Se o tema central se divide em dois núcleos, com o de Lilás abordando o conflito mãe/filha, o de Leeward discute a opção do músico pelo alternativo, independente. Uma perspectiva de Bessis/Amar para o artista que busca liberdade criativa e controle do uso de sua criação. A forma como ele o faz é criativa. Distribui o CD ao público nas ruas, em marketing direto, garantindo a circulação da música e tornando conhecida sua banda. Nas etapas seguintes serão shows e venda direta do disco.

São raros os filmes hoje que questionam a estrutura das gravadoras, mídia burguesa e lojas de discos. Isto em meio às alternativas de baixar música na internet ou copiar em CD e DVD. Resta ao artista casar o show com a venda direta dos discos e a tradicional venda nas lojas. O leque se abriu de tal forma que buscar o próprio caminho é uma audácia e tanto. Leeward o faz na sequência que configura esta transição, abrindo caminhos para músicos e aficionados.

Bessis/Amar capta clima de Nova York

Para terminar, a Nova York de Bessis/Amar não é, assim, a terra das oportunidades, como já mostrou o francês Cédric Klapish em seu O Enigma Chinês (2013). Shiraz dorme na sala de Leeward, por não ter condições de alugar apartamento. Seu bar mal a sustenta. A câmara de Bessis/Amar flagra o cotidiano dos transeuntes nos bairros classe média baixa, as lojas comuns e o exercício feito por Leeward para presentear Maggie, devido à falta de dinheiro. Enquanto Mary sonha com uma casa maior, para criar a filha. Não se trata só de crise neoliberal, criada pelos próprios EUA, é reflexo de uma sociedade desigual.

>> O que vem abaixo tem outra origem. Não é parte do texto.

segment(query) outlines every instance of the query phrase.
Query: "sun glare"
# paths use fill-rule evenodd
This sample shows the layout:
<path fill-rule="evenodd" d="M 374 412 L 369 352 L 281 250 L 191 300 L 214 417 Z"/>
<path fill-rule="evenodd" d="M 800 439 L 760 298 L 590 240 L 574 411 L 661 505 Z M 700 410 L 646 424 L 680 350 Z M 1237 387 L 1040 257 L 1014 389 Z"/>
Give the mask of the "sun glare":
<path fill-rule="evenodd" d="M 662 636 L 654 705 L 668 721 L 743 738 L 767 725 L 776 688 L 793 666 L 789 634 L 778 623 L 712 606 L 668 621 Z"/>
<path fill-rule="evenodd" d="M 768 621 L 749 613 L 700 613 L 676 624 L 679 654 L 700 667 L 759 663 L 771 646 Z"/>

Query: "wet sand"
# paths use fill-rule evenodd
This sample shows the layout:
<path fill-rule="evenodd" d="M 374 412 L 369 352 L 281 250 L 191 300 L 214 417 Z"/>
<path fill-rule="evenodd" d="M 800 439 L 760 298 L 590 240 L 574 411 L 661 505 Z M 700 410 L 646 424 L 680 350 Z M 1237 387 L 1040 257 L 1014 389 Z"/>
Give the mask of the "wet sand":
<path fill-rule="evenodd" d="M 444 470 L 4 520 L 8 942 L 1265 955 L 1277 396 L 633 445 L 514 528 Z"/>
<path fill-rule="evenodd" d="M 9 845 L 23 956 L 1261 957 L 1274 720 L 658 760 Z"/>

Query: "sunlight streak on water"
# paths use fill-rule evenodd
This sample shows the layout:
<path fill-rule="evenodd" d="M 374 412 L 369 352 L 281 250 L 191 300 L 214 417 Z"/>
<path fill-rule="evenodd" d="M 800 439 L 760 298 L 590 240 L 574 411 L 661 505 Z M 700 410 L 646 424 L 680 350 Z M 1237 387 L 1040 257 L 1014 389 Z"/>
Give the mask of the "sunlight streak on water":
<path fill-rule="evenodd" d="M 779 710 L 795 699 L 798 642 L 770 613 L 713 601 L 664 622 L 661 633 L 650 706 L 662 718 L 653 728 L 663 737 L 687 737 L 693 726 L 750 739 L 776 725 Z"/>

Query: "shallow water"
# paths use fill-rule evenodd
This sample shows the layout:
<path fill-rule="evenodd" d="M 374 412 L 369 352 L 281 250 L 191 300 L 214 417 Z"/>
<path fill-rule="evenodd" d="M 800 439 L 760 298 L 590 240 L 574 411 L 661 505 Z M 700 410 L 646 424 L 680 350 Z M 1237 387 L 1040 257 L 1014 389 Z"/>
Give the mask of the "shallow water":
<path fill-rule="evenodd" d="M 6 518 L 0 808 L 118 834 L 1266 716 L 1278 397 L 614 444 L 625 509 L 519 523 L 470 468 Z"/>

Tudo Acontece em Nova York. (Swim Little Fish Swim). Drama. França/EUA. 2012. 100 minutos. Música: The Toys And Tiny Instruments, Candace Lee, Denn Sultano. Montagem: Thomas Marchand. Fotografia: Brett Jutkiewics. Roteiro/direção: Lola Bessis/Ruben Amar. Elenco: Dustin Gay Defa, Lola Bessis, Brooke Bloom, Olivia Durling Costelo, Anne Consigny.